With the handgrip, the S2 is about the same size as the D3x (or D700 with handgrip).
Interesting to me is the bayonet-diameter/sensor size vs. flange distance-ratio. What is the flange distance of the S-System? Less than 55mm (I think the R was 46mm)? That gives the optical designers more freedom.
While the primes are really big in comparison to the N/C-lenses, the 30-90 seems tiny! I wonder why it's about the size of the 35mm, while in other systems the varios are huge (and quite often lose more than one stop)?
The S2 has simply less battery power: 18.5Wh (7,4V@2500mAh), while the D3x has 27,8Wh (11,1V@2500mAh). I hope the ASIC saves power, because the batteries of the M8 are simply too small, the big shutter, the DSPs and the "hungry" CCD with those small batteries (3,7V@1900mAh = 7Wh!) go down really fast, especially in the cold.

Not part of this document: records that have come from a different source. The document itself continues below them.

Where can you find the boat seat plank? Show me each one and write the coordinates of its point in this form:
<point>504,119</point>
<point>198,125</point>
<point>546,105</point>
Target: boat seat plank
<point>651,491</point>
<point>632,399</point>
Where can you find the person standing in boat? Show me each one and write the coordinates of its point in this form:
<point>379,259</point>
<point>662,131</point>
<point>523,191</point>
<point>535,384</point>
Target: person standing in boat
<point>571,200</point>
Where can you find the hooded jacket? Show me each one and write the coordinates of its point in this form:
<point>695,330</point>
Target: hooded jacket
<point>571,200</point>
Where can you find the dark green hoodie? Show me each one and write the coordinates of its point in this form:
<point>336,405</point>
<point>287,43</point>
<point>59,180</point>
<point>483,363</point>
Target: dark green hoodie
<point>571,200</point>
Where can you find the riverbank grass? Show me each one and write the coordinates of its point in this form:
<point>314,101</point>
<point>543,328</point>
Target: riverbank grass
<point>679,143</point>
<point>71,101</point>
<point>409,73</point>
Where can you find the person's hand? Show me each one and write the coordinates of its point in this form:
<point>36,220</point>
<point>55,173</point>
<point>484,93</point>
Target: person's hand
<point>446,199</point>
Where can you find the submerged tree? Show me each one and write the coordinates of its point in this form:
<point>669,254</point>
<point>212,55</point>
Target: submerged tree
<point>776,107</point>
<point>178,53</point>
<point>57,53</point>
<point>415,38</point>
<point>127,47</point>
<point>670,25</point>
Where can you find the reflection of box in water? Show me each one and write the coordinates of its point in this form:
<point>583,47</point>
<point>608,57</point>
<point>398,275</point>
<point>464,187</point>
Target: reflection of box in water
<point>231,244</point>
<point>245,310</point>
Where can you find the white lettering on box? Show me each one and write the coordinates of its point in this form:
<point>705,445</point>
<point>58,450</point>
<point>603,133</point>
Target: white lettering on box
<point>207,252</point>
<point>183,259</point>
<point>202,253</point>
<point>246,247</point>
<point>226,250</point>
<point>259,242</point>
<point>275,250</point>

Regarding the R&D-effort: from my experience, in every project you reach a critical size limit, more and more manpower has to be invested into communication/documentation making if less efficient. I have worked in such big companies (much larger than Nikon) and it's horrifying to see how much resources are spend into management/controlling/documention/auditing, while smaller companies are more flexible and "intuitive". Around 100 people in R&D for the S-System instead of ~ 500 people in D3/D3x-R&D are maybe ideal for this kind of project!? Although certain things that are done by Nikon in-house (microprocessor development, production processes) are handled by suppliers for Leica - so it's propably not really 100 vs. 500 people anyway.